In late June, an alarm went up on free speech and tech geek forums:
“Yet another country has decided to shut down key parts of the internet,” wrote the Electronic Frontier Foundation in a post on the matter.
That Afghanistan might take this step isn’t entirely implausible.
Neighboring Pakistan has at times shut down access to Facebook and other sites deemed to have “un-Islamic” content, and a growing number of countries have been extending censorship of the Internet, from Turkey to China.
Afghanistan’s Constitution says no law can violate the tenets and beliefs of Islam. And the country has had a lightly enforced regulation banning pornography and gambling websites here for the better part of a year.
But in this instance, Afghan Internet service provider executives say Facebook and its ilk are safe, and that no regulation banning the sites has been passed. “Social networking is not prohibited,” wrote Aziz Popal, an executive at Ariana Network Service, an Afghan Internet service provider, in an e-mail. “I had full attendance at all meetings about Web filtering.”
An e-mail from his company to customers, however, is probably what started the rumor. On June 24, the company e-mailed at least some customers saying that “per instructions by the Afghan Ministry of Communications, all Internet service providers are hereby mandated to begin” filtering out websites related to alcohol, dating, social networking, gambling, and pornography.
Mr. Popal indicated that was an error on the part of his company.
Visits to three Internet cafes recently found that the Internet is working normally, and that even access to pornographic websites is possible – which means the Internet here is more free than in many countries.
Another telecommunications executive, who asked not to be named, said that while the government wants gambling and pornographic websites blocked (and that’s a restriction that a majority of Afghan’s would wholeheartedly back) it doesn’t have the monitoring or technical resources to make it happen.
“We haven’t heard anything about new restrictions,” said a clerk at an Internet cafe in downtown Kabul. “The government passes a lot of regulations for show, but then doesn’t do much to enforce them.”
Nevertheless, the government has been stepping up its efforts against “un-Islamic” activities recently.
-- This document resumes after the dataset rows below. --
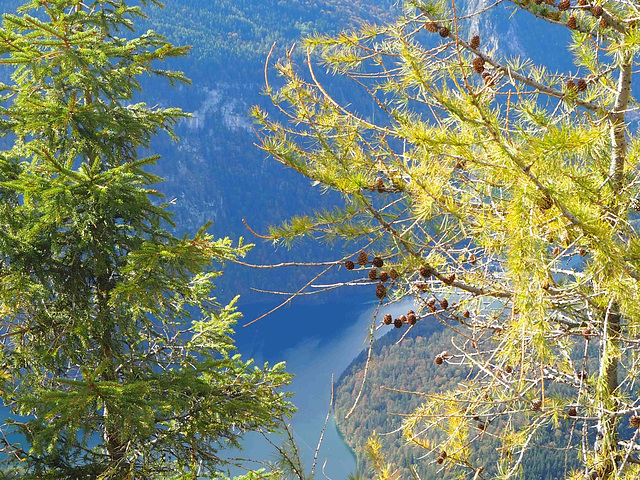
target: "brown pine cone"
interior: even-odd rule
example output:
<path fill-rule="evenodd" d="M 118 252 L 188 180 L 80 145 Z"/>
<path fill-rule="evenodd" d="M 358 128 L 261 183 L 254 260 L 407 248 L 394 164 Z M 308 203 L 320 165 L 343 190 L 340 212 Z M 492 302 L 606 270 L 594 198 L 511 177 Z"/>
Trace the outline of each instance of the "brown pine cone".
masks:
<path fill-rule="evenodd" d="M 387 272 L 380 272 L 380 275 L 378 275 L 378 277 L 380 278 L 381 282 L 386 282 L 387 280 L 389 280 L 389 274 Z"/>
<path fill-rule="evenodd" d="M 478 258 L 472 253 L 467 258 L 467 262 L 469 262 L 471 265 L 475 265 L 478 262 Z"/>
<path fill-rule="evenodd" d="M 436 299 L 435 298 L 432 298 L 431 300 L 429 300 L 427 302 L 427 308 L 429 310 L 431 310 L 432 312 L 436 311 Z"/>
<path fill-rule="evenodd" d="M 447 27 L 440 27 L 440 30 L 438 30 L 438 33 L 440 34 L 440 36 L 442 38 L 447 38 L 449 36 L 449 29 Z"/>
<path fill-rule="evenodd" d="M 587 81 L 584 78 L 579 78 L 576 82 L 579 92 L 584 92 L 587 89 Z"/>
<path fill-rule="evenodd" d="M 567 90 L 575 90 L 576 89 L 576 82 L 574 82 L 573 80 L 567 80 Z"/>
<path fill-rule="evenodd" d="M 420 267 L 420 276 L 424 277 L 424 278 L 429 278 L 431 275 L 433 275 L 433 268 L 431 268 L 429 265 L 427 266 L 422 266 Z"/>
<path fill-rule="evenodd" d="M 378 268 L 384 265 L 384 261 L 380 257 L 373 257 L 373 260 L 371 261 L 371 263 L 373 263 L 374 267 L 378 267 Z"/>
<path fill-rule="evenodd" d="M 484 423 L 479 423 L 478 430 L 484 430 L 484 429 L 485 429 Z"/>
<path fill-rule="evenodd" d="M 570 417 L 575 417 L 578 414 L 578 410 L 576 409 L 576 407 L 569 407 L 569 410 L 567 411 L 567 415 L 569 415 Z"/>
<path fill-rule="evenodd" d="M 393 321 L 393 326 L 396 327 L 396 328 L 402 328 L 402 320 L 400 320 L 399 318 L 396 318 Z"/>
<path fill-rule="evenodd" d="M 434 22 L 425 23 L 424 28 L 425 30 L 427 30 L 427 32 L 431 32 L 431 33 L 436 33 L 438 31 L 438 25 L 436 25 L 436 23 Z"/>
<path fill-rule="evenodd" d="M 446 298 L 443 298 L 442 300 L 440 300 L 440 306 L 443 310 L 446 310 L 447 308 L 449 308 L 449 301 Z"/>
<path fill-rule="evenodd" d="M 471 37 L 471 41 L 469 42 L 469 45 L 473 49 L 478 48 L 480 46 L 480 36 L 474 35 L 473 37 Z"/>
<path fill-rule="evenodd" d="M 375 282 L 378 279 L 378 271 L 375 268 L 369 270 L 369 280 Z"/>
<path fill-rule="evenodd" d="M 464 313 L 462 314 L 462 316 L 464 318 L 469 318 L 471 316 L 471 314 L 469 313 L 469 310 L 465 310 Z"/>
<path fill-rule="evenodd" d="M 358 254 L 358 265 L 366 265 L 369 263 L 369 255 L 363 250 Z"/>
<path fill-rule="evenodd" d="M 400 315 L 400 321 L 402 323 L 409 323 L 408 320 L 407 320 L 407 316 L 406 315 Z"/>
<path fill-rule="evenodd" d="M 438 458 L 436 458 L 436 463 L 438 465 L 442 465 L 443 462 L 444 462 L 444 458 L 442 458 L 442 455 L 440 455 Z"/>
<path fill-rule="evenodd" d="M 393 323 L 393 317 L 391 317 L 390 313 L 387 313 L 384 318 L 382 319 L 382 322 L 385 325 L 391 325 Z"/>
<path fill-rule="evenodd" d="M 578 83 L 579 82 L 580 81 L 578 80 Z M 580 89 L 580 87 L 578 87 L 578 89 Z M 536 203 L 538 204 L 540 210 L 549 210 L 551 207 L 553 207 L 553 200 L 549 195 L 540 197 Z"/>
<path fill-rule="evenodd" d="M 607 22 L 607 19 L 604 17 L 600 18 L 600 28 L 605 29 L 609 26 L 609 23 Z"/>
<path fill-rule="evenodd" d="M 482 80 L 487 87 L 491 87 L 496 83 L 496 79 L 491 76 L 487 71 L 482 72 Z"/>
<path fill-rule="evenodd" d="M 565 12 L 570 8 L 571 8 L 570 0 L 560 0 L 560 2 L 558 3 L 558 10 L 560 10 L 561 12 Z"/>
<path fill-rule="evenodd" d="M 409 312 L 407 313 L 407 321 L 409 322 L 409 325 L 415 325 L 418 321 L 418 318 L 416 317 L 416 314 L 414 312 Z"/>
<path fill-rule="evenodd" d="M 442 458 L 447 458 L 447 452 L 445 452 L 444 450 L 442 450 L 442 451 L 440 452 L 440 456 L 441 456 Z"/>
<path fill-rule="evenodd" d="M 391 280 L 397 280 L 400 275 L 398 274 L 398 271 L 395 268 L 392 268 L 391 270 L 389 270 L 389 277 L 391 277 Z"/>
<path fill-rule="evenodd" d="M 480 74 L 482 72 L 484 72 L 484 60 L 480 57 L 476 57 L 473 59 L 473 61 L 471 62 L 471 65 L 473 65 L 473 71 Z"/>
<path fill-rule="evenodd" d="M 356 264 L 351 260 L 347 260 L 346 262 L 344 262 L 344 268 L 346 268 L 347 270 L 353 270 L 354 268 L 356 268 Z"/>
<path fill-rule="evenodd" d="M 542 400 L 538 399 L 531 402 L 531 410 L 533 410 L 534 412 L 540 411 L 541 408 L 542 408 Z"/>
<path fill-rule="evenodd" d="M 382 177 L 376 178 L 374 188 L 378 191 L 378 193 L 384 192 L 384 180 L 382 179 Z"/>
<path fill-rule="evenodd" d="M 436 362 L 436 365 L 442 365 L 444 363 L 444 359 L 440 355 L 438 355 L 434 361 Z"/>
<path fill-rule="evenodd" d="M 385 287 L 381 283 L 376 285 L 376 297 L 378 297 L 380 300 L 382 300 L 385 297 L 386 294 L 387 294 L 387 287 Z"/>
<path fill-rule="evenodd" d="M 513 367 L 511 365 L 507 365 L 506 367 L 504 367 L 504 371 L 506 373 L 512 373 L 513 372 Z"/>
<path fill-rule="evenodd" d="M 591 9 L 591 13 L 593 14 L 594 17 L 596 18 L 600 18 L 602 16 L 602 13 L 604 12 L 604 8 L 602 8 L 601 5 L 596 5 L 595 7 L 593 7 Z"/>
<path fill-rule="evenodd" d="M 445 285 L 453 285 L 453 282 L 456 281 L 456 274 L 452 273 L 451 275 L 445 275 L 442 278 L 442 281 L 444 282 Z"/>
<path fill-rule="evenodd" d="M 578 5 L 580 5 L 581 7 L 584 7 L 587 4 L 587 0 L 579 0 L 578 1 Z"/>
<path fill-rule="evenodd" d="M 567 19 L 567 27 L 569 27 L 571 30 L 575 30 L 578 27 L 578 20 L 576 20 L 576 17 L 571 15 Z"/>
<path fill-rule="evenodd" d="M 634 428 L 640 428 L 640 417 L 638 415 L 633 415 L 630 419 L 629 419 L 629 423 L 631 424 L 632 427 Z"/>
A number of local restaurants In Kabul popular with foreigners here have pulled alcohol from their shelves recently after warnings from the government (alcohol is illegal here, but it’s been widely available and tolerated in establishments that restrict themselves to a foreign clientele), and Internet executives say they expect, eventually, for the government to find a way to put pornography and gambling websites off limits.
"How do they think they're going to censor the Internet," ask Nader Khan, a young man who said he goes online every day at an Internet cafe in Kabul's upscale City Center mall. "I haven't noticed any change."
For now, the censorship effort appears hamfisted and ad hoc.
A friend of mine was at an Internet cafe in central Kabul a few weeks ago when the owners were installing filtering software of their own at the request of the Ministry of Communications. The Internet there slowed to a crawl, and lots of websites with inoffensive content were blocked.
The cafe quietly removed the filters after a few days.